When he took over Kishore Biyani's electronics and durables chain, Ezone, two and half years ago, same-store-sales growth was negative and competitors such as Croma and Reliance Digital (by Reliance Retail) were steadily growing.

Today, Ezone is seeing same-store-sales growth (from increase in sales in existing stores) of over 30 per cent and has turned profitable this year.

Biyani says, "We tried everything, from closing stores to making it a franchisee-led model. We even thought of closing it down. But today, it is the biggest turnaround story for us."
 
Malhotra says they started with rationalising stores. Earlier, the average size was around 10,000 sq-ft and usage was as low as that of the group's hypermarket, Big Bazaar.

Citing the example of Big Bazaar, Malhotra says, if one of its stores was spread over 1,000 sq-ft, in practice, just 500-600 sq-ft of space would get utilised for products because the rest would go into large aisles and walk-outs.

"But with Ezone being a low-margin business, we could not afford to waste space. We brought down the size to 5,000-5,500 sq-ft without reducing the assortment," says Malhotra. Electronics and durables have gross margins of 10-12 per cent.

Ezone has standalone stores and operates within stores of its fashion chain, Central, home improvement chain, Home Town and Big Bazaar.

After exiting the National Capital Region and Hyderabad due to low sales, it is now focusing on five cities: Mumbai, Kolkata, Bangalore, Pune and Chennai.

"Earlier, we had 64 stores and were doing Rs 750-crore of business. Today, we have 42 stores and still clocking the same turnover," Malhotra says. As a result, people costs are down by 25 per cent and occupancy costs by 50 per cent.

Tata's electronics chain Croma has followed a similar strategy in cities such as Mumbai and Bangalore right from the start, consultants say.

A senior executive of a Mumbai-based electronics chain says shutting loss-making stores is not the ultimate turnaround strategy.

"If one closes 50 loss-making stores and claims the others are doing well, then it is not a true picture. One should drive overall volumes and turn around all stores," the executive says.

But Rajan says the chain is focusing on being the most profitable and efficient retailer, and not on being the number one or two retailer.

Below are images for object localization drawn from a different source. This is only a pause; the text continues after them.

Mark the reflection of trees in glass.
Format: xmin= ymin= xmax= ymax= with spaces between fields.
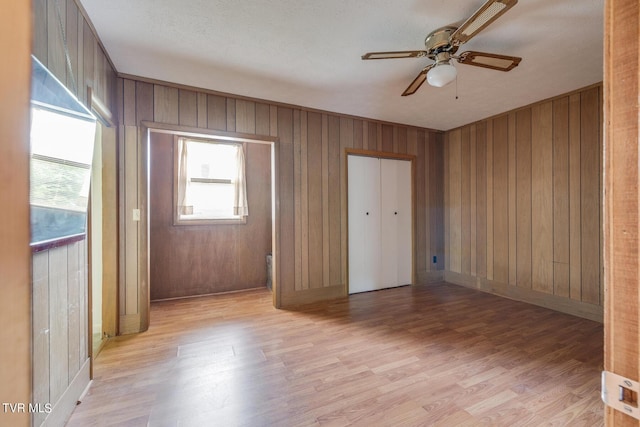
xmin=30 ymin=156 xmax=90 ymax=212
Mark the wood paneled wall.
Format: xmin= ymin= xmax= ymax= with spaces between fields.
xmin=604 ymin=0 xmax=640 ymax=424
xmin=149 ymin=133 xmax=272 ymax=299
xmin=443 ymin=84 xmax=603 ymax=322
xmin=117 ymin=77 xmax=444 ymax=313
xmin=32 ymin=243 xmax=90 ymax=427
xmin=31 ymin=0 xmax=118 ymax=425
xmin=0 ymin=1 xmax=31 ymax=425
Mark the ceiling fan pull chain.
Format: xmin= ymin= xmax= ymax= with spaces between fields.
xmin=455 ymin=75 xmax=459 ymax=100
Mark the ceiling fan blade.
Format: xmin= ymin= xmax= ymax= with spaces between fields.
xmin=456 ymin=51 xmax=521 ymax=71
xmin=450 ymin=0 xmax=518 ymax=45
xmin=362 ymin=51 xmax=428 ymax=60
xmin=401 ymin=65 xmax=434 ymax=96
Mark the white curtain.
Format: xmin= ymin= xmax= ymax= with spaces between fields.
xmin=176 ymin=138 xmax=192 ymax=217
xmin=233 ymin=144 xmax=249 ymax=217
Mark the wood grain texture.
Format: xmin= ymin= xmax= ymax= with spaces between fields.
xmin=568 ymin=93 xmax=582 ymax=301
xmin=444 ymin=84 xmax=603 ymax=320
xmin=307 ymin=112 xmax=324 ymax=288
xmin=486 ymin=120 xmax=494 ymax=281
xmin=444 ymin=132 xmax=450 ymax=272
xmin=516 ymin=109 xmax=532 ymax=289
xmin=32 ymin=252 xmax=50 ymax=427
xmin=604 ymin=1 xmax=639 ymax=425
xmin=553 ymin=97 xmax=570 ymax=297
xmin=531 ymin=102 xmax=553 ymax=294
xmin=476 ymin=123 xmax=487 ymax=278
xmin=507 ymin=113 xmax=517 ymax=286
xmin=67 ymin=284 xmax=604 ymax=426
xmin=461 ymin=126 xmax=471 ymax=275
xmin=117 ymin=74 xmax=444 ymax=312
xmin=430 ymin=134 xmax=445 ymax=271
xmin=580 ymin=88 xmax=600 ymax=305
xmin=178 ymin=89 xmax=198 ymax=127
xmin=492 ymin=116 xmax=509 ymax=285
xmin=449 ymin=129 xmax=462 ymax=273
xmin=322 ymin=115 xmax=330 ymax=287
xmin=1 ymin=5 xmax=32 ymax=420
xmin=470 ymin=125 xmax=477 ymax=277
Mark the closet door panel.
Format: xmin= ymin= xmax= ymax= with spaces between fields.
xmin=396 ymin=159 xmax=413 ymax=285
xmin=380 ymin=159 xmax=399 ymax=288
xmin=348 ymin=155 xmax=381 ymax=293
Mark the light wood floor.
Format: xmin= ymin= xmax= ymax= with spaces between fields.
xmin=67 ymin=283 xmax=603 ymax=426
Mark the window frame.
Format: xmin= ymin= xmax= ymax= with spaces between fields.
xmin=172 ymin=135 xmax=248 ymax=226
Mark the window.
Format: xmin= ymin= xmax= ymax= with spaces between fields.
xmin=29 ymin=55 xmax=97 ymax=246
xmin=174 ymin=137 xmax=248 ymax=225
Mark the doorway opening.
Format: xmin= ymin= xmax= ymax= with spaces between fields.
xmin=142 ymin=124 xmax=280 ymax=310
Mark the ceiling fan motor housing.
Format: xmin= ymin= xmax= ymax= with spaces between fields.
xmin=424 ymin=26 xmax=459 ymax=58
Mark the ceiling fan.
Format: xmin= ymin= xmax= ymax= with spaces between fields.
xmin=362 ymin=0 xmax=522 ymax=96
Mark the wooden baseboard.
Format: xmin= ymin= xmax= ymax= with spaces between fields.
xmin=41 ymin=358 xmax=90 ymax=427
xmin=417 ymin=270 xmax=444 ymax=284
xmin=444 ymin=270 xmax=603 ymax=323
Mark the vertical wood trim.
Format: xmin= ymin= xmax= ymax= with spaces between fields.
xmin=569 ymin=93 xmax=582 ymax=300
xmin=226 ymin=98 xmax=236 ymax=132
xmin=32 ymin=252 xmax=50 ymax=425
xmin=444 ymin=133 xmax=450 ymax=272
xmin=49 ymin=246 xmax=69 ymax=403
xmin=277 ymin=108 xmax=295 ymax=294
xmin=33 ymin=0 xmax=48 ymax=64
xmin=328 ymin=115 xmax=341 ymax=286
xmin=293 ymin=110 xmax=302 ymax=291
xmin=493 ymin=116 xmax=509 ymax=284
xmin=461 ymin=126 xmax=471 ymax=275
xmin=470 ymin=124 xmax=477 ymax=277
xmin=178 ymin=89 xmax=198 ymax=127
xmin=553 ymin=97 xmax=570 ymax=297
xmin=123 ymin=79 xmax=136 ymax=126
xmin=416 ymin=133 xmax=427 ymax=275
xmin=486 ymin=119 xmax=494 ymax=280
xmin=47 ymin=0 xmax=66 ymax=83
xmin=300 ymin=111 xmax=310 ymax=290
xmin=604 ymin=1 xmax=639 ymax=424
xmin=65 ymin=0 xmax=79 ymax=96
xmin=207 ymin=95 xmax=227 ymax=131
xmin=340 ymin=117 xmax=353 ymax=286
xmin=236 ymin=99 xmax=256 ymax=134
xmin=197 ymin=92 xmax=208 ymax=128
xmin=507 ymin=113 xmax=517 ymax=286
xmin=67 ymin=242 xmax=81 ymax=381
xmin=322 ymin=114 xmax=330 ymax=287
xmin=449 ymin=129 xmax=462 ymax=273
xmin=432 ymin=134 xmax=445 ymax=271
xmin=307 ymin=112 xmax=323 ymax=288
xmin=153 ymin=85 xmax=179 ymax=124
xmin=531 ymin=102 xmax=554 ymax=294
xmin=135 ymin=81 xmax=154 ymax=124
xmin=124 ymin=126 xmax=139 ymax=315
xmin=516 ymin=109 xmax=532 ymax=288
xmin=580 ymin=87 xmax=601 ymax=305
xmin=476 ymin=122 xmax=487 ymax=278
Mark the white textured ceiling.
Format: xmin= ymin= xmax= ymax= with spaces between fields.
xmin=78 ymin=0 xmax=603 ymax=131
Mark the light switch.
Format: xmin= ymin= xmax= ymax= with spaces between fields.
xmin=133 ymin=209 xmax=140 ymax=221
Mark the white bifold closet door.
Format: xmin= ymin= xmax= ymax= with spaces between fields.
xmin=348 ymin=155 xmax=412 ymax=294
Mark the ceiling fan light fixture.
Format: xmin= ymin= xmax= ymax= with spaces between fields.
xmin=426 ymin=61 xmax=457 ymax=87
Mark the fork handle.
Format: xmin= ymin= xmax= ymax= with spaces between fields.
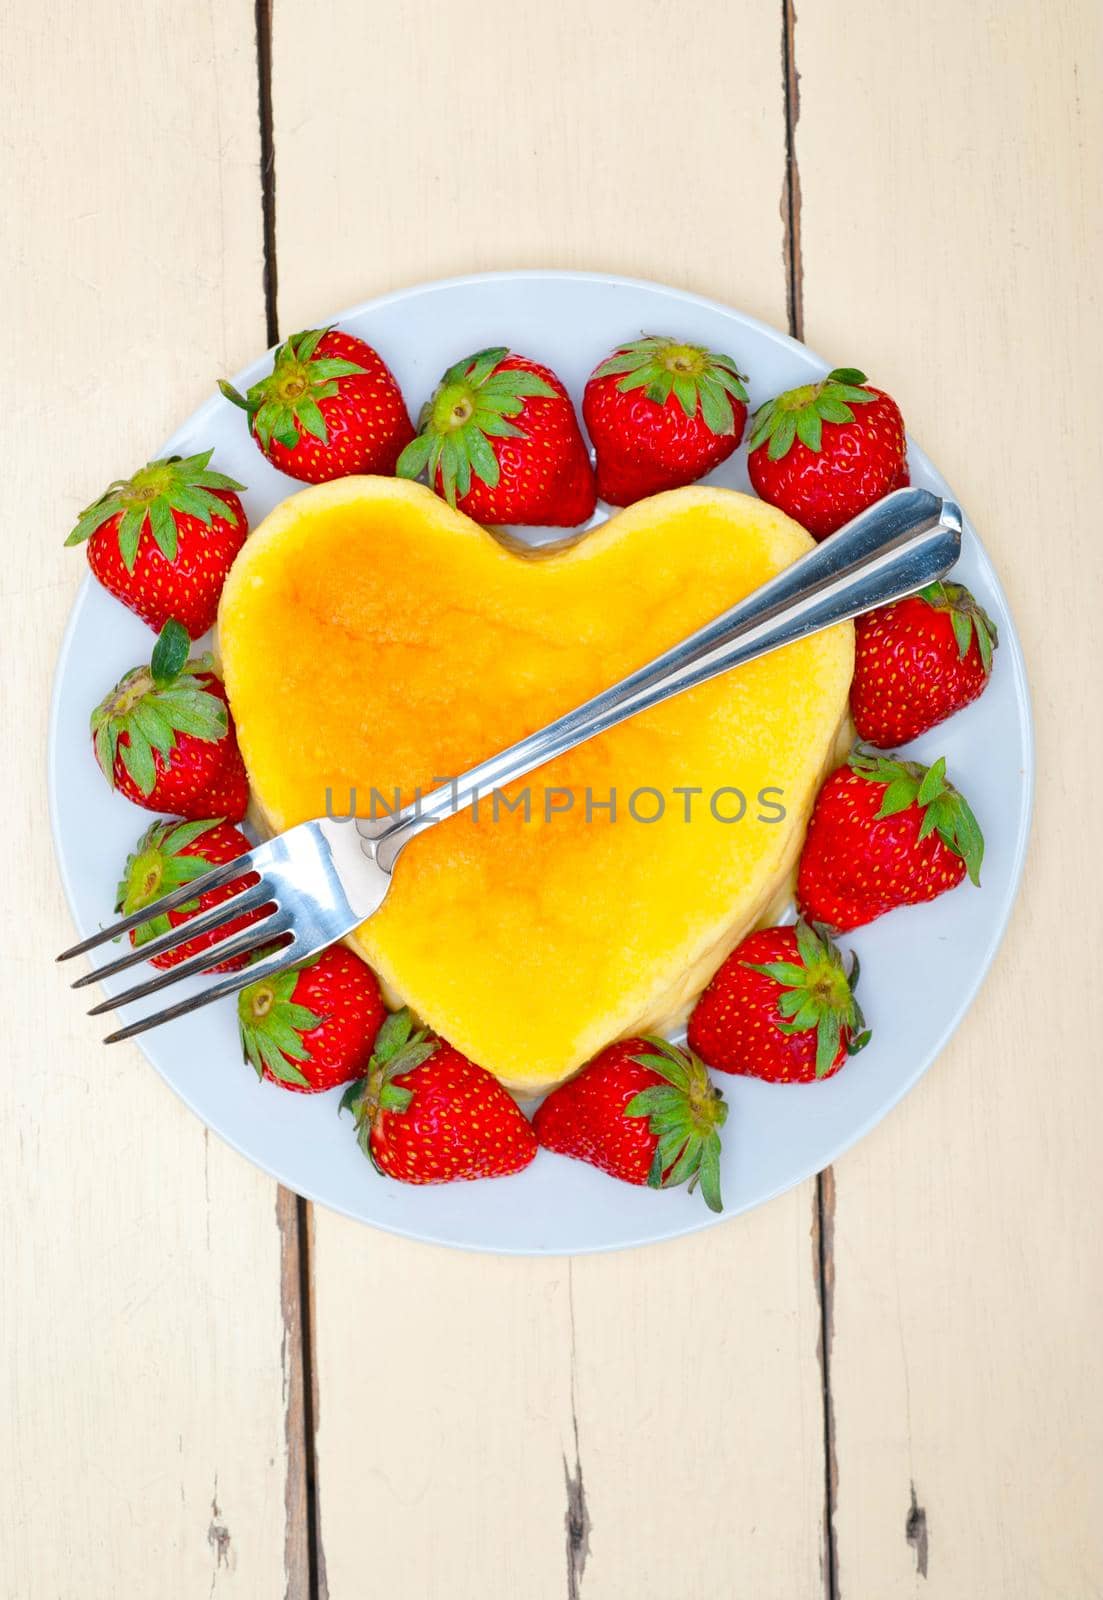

Ezone has optimised the merchandise by stocking more of appliances in Home Town, and cellphones and small products in its fashion store Central.

Yasho V Verma, chief executive, Mirc Electronics, makers of the Onida brand of products, agrees that the chain has seen a turnaround: "I have seen a difference from last year. They have increased their sales activities - from distributing pamphlets, ads in local newspapers, improving display of products to recruiting more store staff."

Ezone had earlier focused on large durables for its private label, integral to a modern retailer's profitability. But of late, it has discontinued with refrigerators and washing machines as they are not garnering enough volumes. It is continuing with televisions and air-conditioners.

It has now turned to high-volume (even if they are low-margin) personal grooming products like electrical razors, and mobile phone accessories under its private label.

Ezone is even looking to launch its mobile stores within Big Bazaar, Central and Brand Factory, measuring around 300 to 650 sq-ft," says Malhotra.

Malhotra says small products are seeing a 600 to 700 per cent growth. Though private labels are a Rs100-crore business, bulk of it comes from sales in Big Bazaar. Ezone stores account for only 2 per cent.

Bigger players such as Croma and Reliance have strong private labels. Croma derives sales of around Rs 200 crore from its private labels annually.

Reliance had launched its private label Reconnect in 2009, which contributes 5 per cent to its revenues. The products are 20-30 per cent cheaper than brands.

After-sales service is also being spruced up. It has launched a helpline, Ezone Care, to help consumers, even if they are not of Ezone, to connect with the concerned brand, free of cost.

Reliance has been a step ahead with its ResQ, a multi-product, multi-brand and multi-location service network. But consultants say these have low margins and don't always make the consumers stick around.

Ezone is eyeing Rs 1,100 crore in 2013-14, a 30 per cent growth over the previous year.

Reliance Digital has made a profit of Rs 64 lakh on a turnover of Rs 2,166.38 crore. Croma has done Rs 2,500 crore and is looking for 30 per cent growth and net profits this year. So, Ezone might find it an uphill task to become the most profitable retailer as its rivals are not about to give up and they have a headstart in volumes.

The consumer durable-IT market is pegged at Rs 125 lakh-crore, where brands account for just 10 per cent. The low penetration signals a large opportunity as the total market is expected to double by 2016.